The incredibly fast growth of the movement led to a controversial discussion about the Sardines, concerning their alleged lack of political colour, as a particular party affiliation was always denied. Naturally, the symbols used in their protests do have a political connotation: Bella ciao and some ideals shared by the groups (anti-fascism, anti-racism, solidarity, Europeanism) are traditionally associated with the left. However, this represents one of the strongest peculiarities of the movement: the protesters intended to bring a change to the political landscape from the outside and fight a “common enemy”, but this is done from the outside, back in the squares. No importance is given to the party Sardines had voted for in the previous elections: what counts is that all these people share a dissent against Salvini’s discourse and wish to oppose him and the other populist forces.
Eventually, the movement did have a say in the political life of the country: the centre-left coalition won the 2020’s regional election in Emilia Romagna. Needless to say, the outcome was inevitably influenced by these protests: within just a few months, they achieved something that appeared impossible: to beat a seemingly unbeatable Salvini and his League Party.
What lessons for the future decade? Protesting in the age of Coronavirus
The Sardine’s success comes from the simple strategy they have used from the beginning: to spread their messages and launch initiatives on Facebook, the word of mouth doing the rest. In the end, this is quite an easy scheme to replicate: could this Italian story inspire other groups to emerge and act in the same way? In theory, yes. But in practice, the beginning of 2020 has put everything on hold: the Coronavirus health crisis has forced social movements to adjust to the rules of the pandemic.
“The question then becomes how to protest in times where social distancing is the new normal.”
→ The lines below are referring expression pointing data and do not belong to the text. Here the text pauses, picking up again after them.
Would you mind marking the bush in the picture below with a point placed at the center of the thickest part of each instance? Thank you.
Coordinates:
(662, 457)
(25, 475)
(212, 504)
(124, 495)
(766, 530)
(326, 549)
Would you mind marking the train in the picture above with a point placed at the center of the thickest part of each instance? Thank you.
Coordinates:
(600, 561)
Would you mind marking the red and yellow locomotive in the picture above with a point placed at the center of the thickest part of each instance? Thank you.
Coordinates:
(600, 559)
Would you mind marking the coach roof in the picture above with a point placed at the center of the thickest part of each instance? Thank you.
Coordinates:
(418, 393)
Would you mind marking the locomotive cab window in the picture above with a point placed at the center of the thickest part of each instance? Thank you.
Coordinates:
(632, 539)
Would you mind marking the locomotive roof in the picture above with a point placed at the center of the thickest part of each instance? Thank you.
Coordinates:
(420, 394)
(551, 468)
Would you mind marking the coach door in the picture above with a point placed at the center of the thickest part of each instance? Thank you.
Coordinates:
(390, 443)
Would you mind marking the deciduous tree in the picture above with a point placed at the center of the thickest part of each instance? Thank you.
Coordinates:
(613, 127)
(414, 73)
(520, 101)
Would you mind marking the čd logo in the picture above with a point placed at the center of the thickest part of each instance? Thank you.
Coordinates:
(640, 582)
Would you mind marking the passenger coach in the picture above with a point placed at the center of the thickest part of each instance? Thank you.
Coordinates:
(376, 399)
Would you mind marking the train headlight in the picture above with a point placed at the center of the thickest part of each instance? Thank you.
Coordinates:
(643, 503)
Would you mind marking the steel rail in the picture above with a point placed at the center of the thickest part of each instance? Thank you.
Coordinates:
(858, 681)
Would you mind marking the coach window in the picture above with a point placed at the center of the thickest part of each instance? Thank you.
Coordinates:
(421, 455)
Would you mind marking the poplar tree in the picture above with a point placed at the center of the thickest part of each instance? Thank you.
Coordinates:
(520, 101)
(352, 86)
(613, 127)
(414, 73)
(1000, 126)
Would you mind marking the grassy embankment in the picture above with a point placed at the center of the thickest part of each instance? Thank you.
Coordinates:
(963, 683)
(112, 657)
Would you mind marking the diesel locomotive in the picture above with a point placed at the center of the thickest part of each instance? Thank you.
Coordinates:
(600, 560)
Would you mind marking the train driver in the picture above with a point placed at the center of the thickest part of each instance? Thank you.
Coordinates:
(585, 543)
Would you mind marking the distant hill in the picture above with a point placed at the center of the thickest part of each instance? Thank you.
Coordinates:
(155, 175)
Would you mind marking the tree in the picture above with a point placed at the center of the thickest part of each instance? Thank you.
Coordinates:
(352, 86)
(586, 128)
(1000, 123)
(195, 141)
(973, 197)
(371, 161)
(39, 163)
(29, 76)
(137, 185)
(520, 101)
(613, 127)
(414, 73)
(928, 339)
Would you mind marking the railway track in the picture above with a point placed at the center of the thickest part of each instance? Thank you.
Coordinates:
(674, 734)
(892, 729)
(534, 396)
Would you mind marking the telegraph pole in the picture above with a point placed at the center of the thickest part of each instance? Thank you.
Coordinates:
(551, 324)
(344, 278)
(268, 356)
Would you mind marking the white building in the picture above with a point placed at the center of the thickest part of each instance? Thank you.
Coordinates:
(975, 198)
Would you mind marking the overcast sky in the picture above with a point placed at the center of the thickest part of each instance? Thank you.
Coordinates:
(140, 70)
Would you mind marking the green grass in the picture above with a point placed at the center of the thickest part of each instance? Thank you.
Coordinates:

With the outbreak of Covid-19, the world has moved from witnessing a year of protests to a year of house confinement. The question then becomes how to protest in times where social distancing is the new normal. It seems that despite the obvious obstacles, people aren’t ready to give up to their wish to protest and have instead re-invented themselves to make their voice heard even in lockdown. When the Fridays for Future movement was encouraged by its leader Greta Thunberg to avoid gatherings for health reasons, its participants shifted to online strikes. Similarly, Coronavirus may have prevented Hongkongers from getting together in the first months of lockdown, yet it doesn’t seem to have stopped the battle nor held back the support and popularity of the pro-democracy movement: its activists soon planned to go back to the street. Europe may have already given the example of how political activism is possible during Coronavirus: in April, Polish women protested in front of the Parliament against the tightening of the abortion rules. Pictures of activists respecting social/physical distancing requirements, wearing masks and gloves, is something we may see more frequently in the upcoming months.
It becomes difficult to even imagine a successful movement like the Sardines in the future. We remain with a few certainties. First, the legacy of 2019 has been brought into the new decade with new expectations, confirmed by the Italian Sardines at the beginning of the year. Then, the wish to protest remains still prominent. How will people adapt their activism to the Corona pandemic and future health crises? What kinds of movements will emerge due to lockdown measures and dire economic prospects? One thing is clear: civil protests will mark the 2020s.
Francesca Canali is a second-year Master’s student at the Institute for European Studies (ULB).